Some of you may have noticed that I am a little behind in the Blogging 101 process although it’s certainly no surprise to me. I told you guys I am a procrastinator…and a mommy, a student, and a ball of anxiety. Anyway, this post is in response to the Blogging 101 Dream Reader prompt. It took a while to figure out who my dream reader is. In reality, my dream reader is anyone interested in education, crafting and sewing. However, as much as I want my blogging to become a source of income and socializing for me, I want my blog and my works to affect those people who may be having a hard time in life. I want to talk to the young girl who is having trouble accepting herself and wishing she could end her existence. So here it is, my post to my dream reader…

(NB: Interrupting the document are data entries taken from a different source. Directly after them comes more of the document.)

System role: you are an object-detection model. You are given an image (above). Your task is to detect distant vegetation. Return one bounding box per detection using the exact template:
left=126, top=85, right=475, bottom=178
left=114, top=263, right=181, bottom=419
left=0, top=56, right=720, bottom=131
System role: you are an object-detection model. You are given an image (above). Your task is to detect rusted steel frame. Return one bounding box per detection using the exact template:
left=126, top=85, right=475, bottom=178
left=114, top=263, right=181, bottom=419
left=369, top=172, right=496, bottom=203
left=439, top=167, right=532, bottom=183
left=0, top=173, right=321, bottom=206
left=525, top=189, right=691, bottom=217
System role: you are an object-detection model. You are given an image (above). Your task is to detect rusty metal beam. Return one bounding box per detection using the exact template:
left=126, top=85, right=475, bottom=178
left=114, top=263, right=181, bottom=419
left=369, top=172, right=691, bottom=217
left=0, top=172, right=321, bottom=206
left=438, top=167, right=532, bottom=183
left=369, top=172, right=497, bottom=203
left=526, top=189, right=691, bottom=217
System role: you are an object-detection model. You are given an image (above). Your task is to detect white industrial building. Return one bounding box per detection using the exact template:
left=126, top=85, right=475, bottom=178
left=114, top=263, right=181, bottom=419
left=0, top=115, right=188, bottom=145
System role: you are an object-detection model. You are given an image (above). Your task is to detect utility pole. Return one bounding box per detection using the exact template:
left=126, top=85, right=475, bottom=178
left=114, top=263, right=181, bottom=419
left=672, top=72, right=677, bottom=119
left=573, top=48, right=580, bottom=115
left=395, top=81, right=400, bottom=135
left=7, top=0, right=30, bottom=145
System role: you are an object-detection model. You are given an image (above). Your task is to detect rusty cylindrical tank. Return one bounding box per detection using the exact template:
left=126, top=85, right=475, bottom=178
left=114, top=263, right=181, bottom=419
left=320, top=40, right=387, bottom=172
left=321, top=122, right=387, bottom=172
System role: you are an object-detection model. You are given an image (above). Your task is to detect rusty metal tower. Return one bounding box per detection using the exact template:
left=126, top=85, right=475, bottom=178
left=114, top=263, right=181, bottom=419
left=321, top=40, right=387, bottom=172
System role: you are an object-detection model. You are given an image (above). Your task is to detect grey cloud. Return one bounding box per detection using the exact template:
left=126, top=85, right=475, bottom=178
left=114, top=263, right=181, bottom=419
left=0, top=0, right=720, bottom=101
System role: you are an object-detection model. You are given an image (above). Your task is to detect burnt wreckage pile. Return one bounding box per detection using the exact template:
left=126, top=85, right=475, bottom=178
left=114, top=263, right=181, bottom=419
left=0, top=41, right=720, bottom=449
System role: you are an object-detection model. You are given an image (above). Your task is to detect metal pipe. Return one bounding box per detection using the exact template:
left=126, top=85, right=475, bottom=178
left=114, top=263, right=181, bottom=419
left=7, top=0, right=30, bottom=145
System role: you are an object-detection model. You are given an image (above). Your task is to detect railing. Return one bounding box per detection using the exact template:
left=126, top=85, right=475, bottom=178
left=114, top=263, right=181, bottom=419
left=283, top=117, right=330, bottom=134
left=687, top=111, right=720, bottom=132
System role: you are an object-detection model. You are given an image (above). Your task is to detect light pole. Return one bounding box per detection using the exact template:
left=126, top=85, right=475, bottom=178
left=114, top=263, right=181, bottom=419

Fat, black, and ugly. That is how I saw myself for the majority of my life. No matter how much my dad tried to convince me that I was a Nubian princess, the words of my peers pushed that concept out of my mind and left me feeling like trash on the side of the road. I think I became conscious of my self-hatred around the age of seven. Not only did I have kids at school teasing me for my skin color and my hair, but even my cousin would talk down to me for my proper way of speaking. It was hard enough being the only (or one of a few) black children in my Catholic school classes without having to deal with the pain when I left school. But that was how life was for me. According to my cousin, I was white-washed because I “talked like a white person”. It was very confusing for me because my dad had always taught us to speak proper English so that we would be respected by our non-black peers. And my classmates, most of whom were Caucasian and Asian, constantly reminded me of just how black I was and just how funny my hair looked. And so began my battle with self-esteem.
Anyone who knows me knows that I am extremely timid when it comes time to deal with tough stuff. I hate and am in fact afraid of confrontation. I’m sure it has everything to do with some things I dealt with at home as a child. But even now as an adult I avoid tension like the plague. In my childhood, I was in two fights and both times I did nothing but cry until they were done beating me up. So every time one of my peers teased me for my appearance, I did nothing. I did not try to come back with an equally poisonous insult, I did not strike them, I just took it and cried later when no one was around. But even more damaging was what I did to myself, I held it all in. I didn’t seek out adults to talk to or help me, I just sucked it up.
So what happens when a person holds in pain, anguish, and animosity? It usually ends up spewing back up either on another innocent bystander or onto the person in pain. For me, my victim was me. I hated me. I did not want to be me. Very often, I dreamed of another life where I actually was Caucasian, my hair was long and flowed in the wind, and I wasn’t the fattest kid in my class. I did physical harm to myself as a young child and often wished my life was just over. I believed that if this life were over for me, perhaps I would come back as the beautiful, skinny, white girl that I soooo wished to be. Honestly, two things kept me from taking my life. One I did not have access to a gun. I knew I could not take my life in any other way, I wanted it to happen quickly. Secondly, I have a BIG heart, and I always imagined how the lives of the people around me would be affected. I did not want to cause pain to my family just to escape my own. So I continued to live on, hating myself and hating my life.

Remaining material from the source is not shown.